With increased regulatory oversight around the globe, companies’ external and internal gift-giving are under scrutiny. With the holiday season upon us, it is up to organizations, no matter what the size, to clearly state policies and leave no question about what is and what is not allowed. Establishing monetary limits for gifts given and received is also a good idea.
While bribery and corruption charges are widespread, it’s important to note that bribery is not synonymous with gift-giving. When it comes to gift-giving, businesses cannot offer, promise or give anything of value, directly or indirectly, to a foreign official for the purpose of obtaining or retaining business. Corporate gifts need to be carefully evaluated to ensure they do not appear to violate these prohibitions.
Internal gifting policies vary from company to company, and while there is no one-size-fits-all approach, it is extremely important that organizations have policies in place and that employees are aware of what those policies are.

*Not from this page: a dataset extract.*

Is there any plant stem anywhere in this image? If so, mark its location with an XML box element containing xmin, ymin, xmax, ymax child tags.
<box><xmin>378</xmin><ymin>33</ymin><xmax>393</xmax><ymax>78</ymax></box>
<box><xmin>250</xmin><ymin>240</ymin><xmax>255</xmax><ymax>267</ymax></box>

No matter how well-intentioned a gift, the potential exists that it falls outside of the appropriate boundaries.
Organizations need to be clear about what types of gifts are acceptable and what are not.
Both employers and employees should also be aware of what constitutes a bribe and what types of bribes to watch out for.
Regulatory bodies are holding companies accountable, and depending on the countries involved, regulatory fines can range from prison terms to millions of dollars in fines.